BIRAKIN DEPLASMANI İÇERDEKİ MAÇLARA BİLE GİTMİYORLAR
Her ilçede, maçın yanında çeşitli seçenekler sunan, ortalama 150-200 kişinin birlikte maç seyredebileceği birçok cafe var. İnsanlar maç günü bulunduğu yere, ruh haline ya da yanındaki gruba göre herhangi bir cafeye gidebiliyor. Rahat rahat oturup çayını içebiliyor, içkisini yudumlayabiliyor, yemek yiyebiliyor ya da sadece maç seyrediyor. “Şahsımıza direk sataşma olmadığı sürece kimsenin sevinci ya da tepkisinden rahatsızlık duymuyoruz” diyen taraftarın ne olay çıkma, ne trafikte geçirilecek zaman, ne bileti olduğu halde maça girememe riski ne de tribün liderlerinin ‘tezahürat’ baskısı nedeniyle maçı doğru dürüst seyredememe endişesi var. Çoğunluk bu güvenli ortama ve rahatlığa o kadar alışmış ki bırakın deplasman maçlarını, artık içeride oynanan maçlara bile gitmek istemiyorlar.
DERBİLERDE DOLUP TAŞIYOR
Cafelerde taraftar ayırımı yok. Çünkü çoğunun bunun için yeri yok. Maç yayını yapan cafelerde ‘derbi maçlar dahil’ herkes nerede yer bulursa oraya oturuyor. Bazı maçlarda yer bulmuş olmak o kadar önemli ki kimse kimin yanında oturduğuna bakmıyor bile. Derbilerde iğne atsan yere düşmüyor. Maç sonunda herkes medeni bir şekilde cafeyi terk ediyor. Ne kırılan koltuklar, ne çıkan olay var.

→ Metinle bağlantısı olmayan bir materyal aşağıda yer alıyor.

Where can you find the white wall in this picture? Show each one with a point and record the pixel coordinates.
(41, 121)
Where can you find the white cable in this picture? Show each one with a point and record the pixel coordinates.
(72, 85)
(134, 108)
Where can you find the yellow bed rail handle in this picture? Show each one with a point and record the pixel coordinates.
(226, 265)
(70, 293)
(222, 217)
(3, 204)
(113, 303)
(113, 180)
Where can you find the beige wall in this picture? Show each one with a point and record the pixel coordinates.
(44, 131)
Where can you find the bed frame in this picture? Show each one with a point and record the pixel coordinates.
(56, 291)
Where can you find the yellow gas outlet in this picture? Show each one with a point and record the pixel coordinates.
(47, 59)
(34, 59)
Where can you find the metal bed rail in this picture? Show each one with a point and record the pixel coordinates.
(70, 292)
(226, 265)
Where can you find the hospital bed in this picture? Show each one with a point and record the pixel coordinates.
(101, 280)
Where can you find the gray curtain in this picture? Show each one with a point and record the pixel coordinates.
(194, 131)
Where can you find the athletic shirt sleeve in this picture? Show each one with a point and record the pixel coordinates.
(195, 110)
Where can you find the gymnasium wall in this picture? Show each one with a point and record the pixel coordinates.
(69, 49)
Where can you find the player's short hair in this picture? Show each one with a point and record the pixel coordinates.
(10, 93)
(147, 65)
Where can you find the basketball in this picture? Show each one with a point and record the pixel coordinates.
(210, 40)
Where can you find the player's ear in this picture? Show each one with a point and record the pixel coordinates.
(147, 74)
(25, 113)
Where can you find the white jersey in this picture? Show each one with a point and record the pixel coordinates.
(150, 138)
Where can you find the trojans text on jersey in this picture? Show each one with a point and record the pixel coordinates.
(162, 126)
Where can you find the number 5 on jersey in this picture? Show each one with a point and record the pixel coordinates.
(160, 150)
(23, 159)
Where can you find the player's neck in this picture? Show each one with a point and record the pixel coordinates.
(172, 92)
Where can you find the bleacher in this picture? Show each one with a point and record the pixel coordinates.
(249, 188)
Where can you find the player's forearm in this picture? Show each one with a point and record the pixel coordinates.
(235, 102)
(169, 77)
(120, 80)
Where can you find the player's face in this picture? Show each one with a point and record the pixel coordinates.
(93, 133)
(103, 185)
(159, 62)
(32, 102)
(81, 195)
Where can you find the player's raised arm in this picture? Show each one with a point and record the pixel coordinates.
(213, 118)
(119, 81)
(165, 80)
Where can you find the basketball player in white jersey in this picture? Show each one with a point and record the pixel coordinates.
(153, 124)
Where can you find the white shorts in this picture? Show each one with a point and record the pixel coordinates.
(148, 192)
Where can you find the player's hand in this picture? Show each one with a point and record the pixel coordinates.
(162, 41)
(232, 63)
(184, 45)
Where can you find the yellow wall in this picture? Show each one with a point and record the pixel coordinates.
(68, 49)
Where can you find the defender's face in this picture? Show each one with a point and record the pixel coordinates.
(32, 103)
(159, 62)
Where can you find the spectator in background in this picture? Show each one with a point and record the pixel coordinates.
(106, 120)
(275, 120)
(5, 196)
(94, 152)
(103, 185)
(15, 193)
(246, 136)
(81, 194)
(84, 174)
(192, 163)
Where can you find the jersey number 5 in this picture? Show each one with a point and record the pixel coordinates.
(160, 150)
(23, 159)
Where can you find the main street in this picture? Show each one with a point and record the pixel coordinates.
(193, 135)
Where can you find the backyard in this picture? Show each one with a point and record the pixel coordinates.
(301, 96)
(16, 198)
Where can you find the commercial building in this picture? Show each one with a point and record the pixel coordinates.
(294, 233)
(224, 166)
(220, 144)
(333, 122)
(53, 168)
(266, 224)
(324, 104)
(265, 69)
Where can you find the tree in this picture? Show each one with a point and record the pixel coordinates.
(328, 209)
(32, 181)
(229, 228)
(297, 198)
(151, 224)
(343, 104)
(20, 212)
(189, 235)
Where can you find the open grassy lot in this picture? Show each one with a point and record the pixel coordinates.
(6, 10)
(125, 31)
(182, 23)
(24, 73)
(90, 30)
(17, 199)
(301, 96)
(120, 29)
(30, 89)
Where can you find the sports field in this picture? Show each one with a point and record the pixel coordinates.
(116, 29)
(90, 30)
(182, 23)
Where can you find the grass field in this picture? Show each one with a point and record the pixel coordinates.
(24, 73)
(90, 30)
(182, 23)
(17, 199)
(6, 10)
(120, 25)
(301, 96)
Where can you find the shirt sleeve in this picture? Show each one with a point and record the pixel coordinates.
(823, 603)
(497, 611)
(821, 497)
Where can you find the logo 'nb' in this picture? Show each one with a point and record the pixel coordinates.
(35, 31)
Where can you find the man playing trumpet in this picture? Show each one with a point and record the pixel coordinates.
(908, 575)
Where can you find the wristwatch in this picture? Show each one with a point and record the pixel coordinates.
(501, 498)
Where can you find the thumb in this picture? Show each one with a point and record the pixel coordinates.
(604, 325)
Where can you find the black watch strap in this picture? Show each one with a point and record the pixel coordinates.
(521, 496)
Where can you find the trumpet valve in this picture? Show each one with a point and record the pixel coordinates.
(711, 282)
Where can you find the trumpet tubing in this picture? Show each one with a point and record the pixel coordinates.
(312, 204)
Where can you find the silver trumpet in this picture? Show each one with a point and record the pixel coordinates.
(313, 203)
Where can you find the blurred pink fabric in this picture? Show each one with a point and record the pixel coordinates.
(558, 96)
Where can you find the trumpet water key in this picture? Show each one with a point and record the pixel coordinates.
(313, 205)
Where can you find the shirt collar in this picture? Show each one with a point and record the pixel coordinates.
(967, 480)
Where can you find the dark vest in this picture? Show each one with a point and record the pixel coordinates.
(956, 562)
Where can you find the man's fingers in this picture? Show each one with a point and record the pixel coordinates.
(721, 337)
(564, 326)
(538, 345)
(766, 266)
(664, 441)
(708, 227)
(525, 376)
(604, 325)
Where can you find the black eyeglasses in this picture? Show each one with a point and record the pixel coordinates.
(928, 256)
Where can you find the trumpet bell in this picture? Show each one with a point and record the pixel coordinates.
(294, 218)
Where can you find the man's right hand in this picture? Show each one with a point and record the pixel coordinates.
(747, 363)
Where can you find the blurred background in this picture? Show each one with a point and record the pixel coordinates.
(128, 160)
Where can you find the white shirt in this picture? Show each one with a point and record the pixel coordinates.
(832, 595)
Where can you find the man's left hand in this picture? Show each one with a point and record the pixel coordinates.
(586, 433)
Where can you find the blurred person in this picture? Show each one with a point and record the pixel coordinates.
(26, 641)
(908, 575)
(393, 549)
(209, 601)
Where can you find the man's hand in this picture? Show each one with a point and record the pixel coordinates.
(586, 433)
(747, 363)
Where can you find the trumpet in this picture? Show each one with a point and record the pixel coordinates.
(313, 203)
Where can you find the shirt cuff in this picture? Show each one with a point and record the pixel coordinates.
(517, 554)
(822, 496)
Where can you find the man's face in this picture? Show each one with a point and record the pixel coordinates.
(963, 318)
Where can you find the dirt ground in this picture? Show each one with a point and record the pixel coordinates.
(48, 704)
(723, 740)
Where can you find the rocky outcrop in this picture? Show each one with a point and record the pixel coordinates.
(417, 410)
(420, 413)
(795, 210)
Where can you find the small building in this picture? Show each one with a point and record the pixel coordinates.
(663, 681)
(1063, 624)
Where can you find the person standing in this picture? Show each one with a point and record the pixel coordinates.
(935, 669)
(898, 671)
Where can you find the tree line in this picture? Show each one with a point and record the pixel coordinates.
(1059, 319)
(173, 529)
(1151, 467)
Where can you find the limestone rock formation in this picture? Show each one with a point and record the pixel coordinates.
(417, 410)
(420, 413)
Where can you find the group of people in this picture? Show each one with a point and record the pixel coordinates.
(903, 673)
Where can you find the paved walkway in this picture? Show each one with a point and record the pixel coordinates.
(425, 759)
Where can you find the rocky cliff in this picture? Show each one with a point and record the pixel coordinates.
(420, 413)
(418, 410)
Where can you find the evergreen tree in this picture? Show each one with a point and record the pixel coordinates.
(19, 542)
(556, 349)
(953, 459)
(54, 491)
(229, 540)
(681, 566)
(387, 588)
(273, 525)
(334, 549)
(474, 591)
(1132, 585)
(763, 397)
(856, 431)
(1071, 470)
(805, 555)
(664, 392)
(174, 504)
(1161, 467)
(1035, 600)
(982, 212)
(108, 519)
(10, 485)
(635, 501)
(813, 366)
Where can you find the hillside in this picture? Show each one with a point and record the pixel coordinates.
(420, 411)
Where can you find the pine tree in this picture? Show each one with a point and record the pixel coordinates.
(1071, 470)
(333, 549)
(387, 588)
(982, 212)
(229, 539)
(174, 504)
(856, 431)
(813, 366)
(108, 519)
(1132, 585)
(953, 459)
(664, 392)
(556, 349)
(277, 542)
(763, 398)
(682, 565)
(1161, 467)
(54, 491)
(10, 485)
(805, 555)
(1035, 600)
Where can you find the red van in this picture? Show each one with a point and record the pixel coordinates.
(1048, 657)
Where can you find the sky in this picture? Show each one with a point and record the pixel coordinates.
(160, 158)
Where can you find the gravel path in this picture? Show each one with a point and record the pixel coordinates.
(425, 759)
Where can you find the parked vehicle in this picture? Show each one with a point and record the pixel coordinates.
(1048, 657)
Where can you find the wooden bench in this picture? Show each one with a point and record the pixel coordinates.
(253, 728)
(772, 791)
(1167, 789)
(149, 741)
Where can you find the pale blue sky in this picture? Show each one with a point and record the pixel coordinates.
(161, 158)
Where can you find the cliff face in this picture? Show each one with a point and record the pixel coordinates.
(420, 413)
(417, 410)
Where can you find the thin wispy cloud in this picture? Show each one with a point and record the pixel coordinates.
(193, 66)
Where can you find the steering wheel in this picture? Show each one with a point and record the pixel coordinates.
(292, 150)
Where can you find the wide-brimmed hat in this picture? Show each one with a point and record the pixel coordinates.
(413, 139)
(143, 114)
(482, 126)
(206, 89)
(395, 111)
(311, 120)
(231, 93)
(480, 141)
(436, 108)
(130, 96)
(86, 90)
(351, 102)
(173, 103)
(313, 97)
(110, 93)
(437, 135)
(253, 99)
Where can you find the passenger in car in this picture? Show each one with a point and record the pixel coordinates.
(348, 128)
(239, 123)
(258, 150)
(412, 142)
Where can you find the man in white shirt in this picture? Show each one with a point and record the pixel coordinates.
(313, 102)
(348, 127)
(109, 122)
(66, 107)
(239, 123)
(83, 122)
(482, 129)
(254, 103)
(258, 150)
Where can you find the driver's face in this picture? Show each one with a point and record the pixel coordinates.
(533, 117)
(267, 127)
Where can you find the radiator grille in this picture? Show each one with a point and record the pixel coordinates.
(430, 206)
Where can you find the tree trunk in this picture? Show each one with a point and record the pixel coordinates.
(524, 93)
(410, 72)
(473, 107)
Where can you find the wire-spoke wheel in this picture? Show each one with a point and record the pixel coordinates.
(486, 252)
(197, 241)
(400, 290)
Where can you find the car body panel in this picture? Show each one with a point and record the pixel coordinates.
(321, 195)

CAFE SAHİPLERİ OLAYA İZİN VERMİYOR
Çok stresli maçlarda atışmalar, sürtüşmeler olsa bile uzun sürmüyor. Sevinç gösterileri gibi öfkelerde sabun köpüğü gibi. Olay çıkmamasındaki en önemli faktör ise cafe sahipleri. Onların olaylara izin vermeyeceklerini belli etmeleri, olay çıkarma potansiyeli olan taraftarları uyarmaları, dışarı çıkarmaları, bir daha gelince almamaları v.b. tutum ve davranışları taraftarın da davranışını etkiliyor.
TARAFTAR DİYOR Kİ;
- Küfür duymak istemiyoruz
Taraftarların stada gitmek istememesinin başlıca nedenlerinden biri küfür. ‘Stada futbolun güzelliklerini görmeye gidiyoruz. Tezahürat yapıp takımımızı desteklemek istiyoruz. Ama küfürler yüzünden rahatsız oluyoruz’ diyen taraftarlar “Ailemizle bu ortamı paylaşamıyoruz” şeklinde konuşuyor.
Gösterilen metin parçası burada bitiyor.